The mechanism whereby a large number of oocytes increases the risk of ectopic pregnancy may be through the closely related elevated estrogen levels or may be mediated through other factors produced by the follicle or corpus luteum.

Finally, we found that GnRH trigger is a risk factor for ectopic pregnancy independent of the other parameters. In our study, 18 % of women triggered with GnRH agonist and with a clinically identifiable pregnancy had an ectopic pregnancy. The corresponding ectopic pregnancy rate was 20 % in the study by Sousa [26] and it was 8.5 % in the study by Sahin [25]. This data is worrisome since GnRH agonist trigger is being utilized more and more, and not only to prevent OHSS.

It is also interesting that of the twenty-one ectopic pregnancies, three were in unusual locations. A recent study found that 28 % of non-tubal ectopic pregnancies were associated with fertility treatment [57] so that these unusual ectopic pregnancies are probably more frequent after ART.

The main drawback of the present study is its retrospective nature and the small number of participants with an ectopic pregnancy, since ectopic pregnancy is a relatively rare outcome of IVF treatment. As a retrospective study based on a database which was collected prospectively, not all parameters of interest were available. While we had data on the parity and gravity of our patients, we were not able to know the number of patients with prior ectopic pregnancies, whether patients smoked or not, whether they had a history of tubal surgery or pelvic Inflammatory Disease. One advantage of this study is that not all patients were given GnRH agonist specifically to prevent OHSS, therefore it was possible to separate the risk associated with hyperstimulaiton versus the risk of the GnRH trigger itself.

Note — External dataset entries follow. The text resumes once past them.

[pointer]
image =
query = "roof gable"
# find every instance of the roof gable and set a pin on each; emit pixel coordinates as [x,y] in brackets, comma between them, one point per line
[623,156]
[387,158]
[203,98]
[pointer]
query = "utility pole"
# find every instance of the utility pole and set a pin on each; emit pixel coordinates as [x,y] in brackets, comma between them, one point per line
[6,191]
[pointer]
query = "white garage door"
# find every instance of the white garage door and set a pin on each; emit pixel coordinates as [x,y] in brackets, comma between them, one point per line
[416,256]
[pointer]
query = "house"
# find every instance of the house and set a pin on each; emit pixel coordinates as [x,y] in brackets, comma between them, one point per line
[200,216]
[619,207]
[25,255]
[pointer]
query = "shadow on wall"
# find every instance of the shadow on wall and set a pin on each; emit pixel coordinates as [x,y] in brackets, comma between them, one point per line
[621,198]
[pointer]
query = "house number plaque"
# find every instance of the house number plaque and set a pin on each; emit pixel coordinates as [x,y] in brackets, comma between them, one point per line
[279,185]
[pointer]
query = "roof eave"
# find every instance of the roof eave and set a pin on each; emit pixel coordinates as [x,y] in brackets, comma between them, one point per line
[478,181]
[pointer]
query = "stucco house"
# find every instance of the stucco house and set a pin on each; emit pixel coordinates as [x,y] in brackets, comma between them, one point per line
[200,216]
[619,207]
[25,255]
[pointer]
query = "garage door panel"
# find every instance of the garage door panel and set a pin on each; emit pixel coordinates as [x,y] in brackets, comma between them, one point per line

The option of triggering oocyte maturity with GnRH agonist and thus largely avoiding OHSS, may entice clinicians to revert to aggressive stimulation protocols. They should be advised that doing so, may place the patient at an increased risk of ectopic pregnancy as well as possibly compromising the quality gametes, embryos and endometrium [58]. When confronted with a patient with risk factors for ectopic pregnancy, particularly high responders, caution is advised. Possible steps which may reduce the risk of EP may include withholding estradiol therapy between oocyte aspiration and embryo transfer to reduce uterine contractions or adopting an intensive luteal support protocol maintaining high levels of progesterone. Further research is needed to determine the optimal luteal support and whether adjusting the luteal support could reduce the ectopic pregnancy rate. Blastocyst transfer may reduce the ectopic pregnancy rate as well [17]. Consideration should be given to refraining from fresh transfer altogether and cryopreserving all embryos [59, 60]; this in accordance with each facilities cryopreservation experience and outcomes. Furthermore, caution should be exercised before adopting GnRH agonist trigger protocols for indications other than the prevention of OHSS.

Ethics approval

The study was approved by the local institutional review board.